The key to this dish is marinating the meat in the spice mixture for at least an hour so that the flavors soak into the chicken and it stays very moist. I loved all of the flavors in this dish!

Marinating: 1-4 hours
Prep time: 15 minutes
Cook time: 15 minutes
Serves 2 plus leftovers
Five Spice Chicken
1/2 tbsp. kosher salt
1 tsp. finely grated black pepper
1 large red chile, seeded and finely minced
1/2 tsp. chinese five spice powder
2 chicken breasts, cut into 1 inch pieces
1 tbsp. vegetable oil, divided
7 oz. broccolini, trimmed and halved
Combine salt, pepper, five spice powder and minced chile. Toss the chicken in the mixture to coat.
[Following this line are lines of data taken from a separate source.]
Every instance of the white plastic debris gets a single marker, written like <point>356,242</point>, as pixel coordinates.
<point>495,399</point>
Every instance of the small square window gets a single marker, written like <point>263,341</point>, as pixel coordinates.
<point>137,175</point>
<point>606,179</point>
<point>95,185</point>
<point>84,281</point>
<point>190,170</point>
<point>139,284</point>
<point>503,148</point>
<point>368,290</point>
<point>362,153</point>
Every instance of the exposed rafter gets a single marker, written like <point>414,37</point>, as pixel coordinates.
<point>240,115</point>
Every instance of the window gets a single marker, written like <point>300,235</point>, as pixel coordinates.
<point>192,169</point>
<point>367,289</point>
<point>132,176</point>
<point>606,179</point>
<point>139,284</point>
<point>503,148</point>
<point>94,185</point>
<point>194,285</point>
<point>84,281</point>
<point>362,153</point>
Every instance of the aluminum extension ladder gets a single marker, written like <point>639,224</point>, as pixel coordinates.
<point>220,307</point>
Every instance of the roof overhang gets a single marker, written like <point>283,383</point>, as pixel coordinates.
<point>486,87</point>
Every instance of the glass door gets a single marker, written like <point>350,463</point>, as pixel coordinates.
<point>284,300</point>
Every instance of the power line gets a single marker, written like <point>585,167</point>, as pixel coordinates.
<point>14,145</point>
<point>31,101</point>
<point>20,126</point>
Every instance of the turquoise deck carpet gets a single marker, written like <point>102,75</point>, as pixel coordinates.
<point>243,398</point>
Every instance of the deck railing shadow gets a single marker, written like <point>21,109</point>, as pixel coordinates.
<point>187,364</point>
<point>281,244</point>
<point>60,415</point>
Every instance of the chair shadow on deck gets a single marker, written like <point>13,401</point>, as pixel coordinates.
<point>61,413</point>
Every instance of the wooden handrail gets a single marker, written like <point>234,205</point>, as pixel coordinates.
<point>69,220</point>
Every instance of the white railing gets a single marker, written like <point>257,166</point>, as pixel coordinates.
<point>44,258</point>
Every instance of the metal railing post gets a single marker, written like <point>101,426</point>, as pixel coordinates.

Can be refrigerated up to 4 hours for maximum flavor.
Heat half the oil in a large skillet over high heat. Add the chicken and cook for 7 minutes, or until cooked through, stirring occasionally. Remove from the pan and keep warm on a plate with tin foil.
Add the other 1/2 tbsp. oil to the pan. Cook the broccolini for 4-5 minutes or until tender. Add the chicken back to the pan and stir together for 30 seconds.
Peanut and Coriander Noodles
7 oz. (half a box) dry rice noodles, recommended Thai Kitchen Brand
1 tbsp. vegetable oil
1/2 c. unsalted roasted peanuts, chopped
1 large red chile, seeded and minced
1/2 tbsp. grated ginger (with a micro-plane)
3 green onions, sliced thinly on an angle
3/4 tbsp. fish sauce, recommended Thai Kitchen Brand
1/2 lime, juiced
1/4 c. mint leaves
1/2 c. cilantro leaves
Soak the noodles in boiling water for 5 minutes. Drain. Heat the oil in a frying pan over high heat. Add the peanuts, ginger, and chili and cook for 2 minutes. Toss together the peanut mixture with the rest of the ingredients. Serve warm.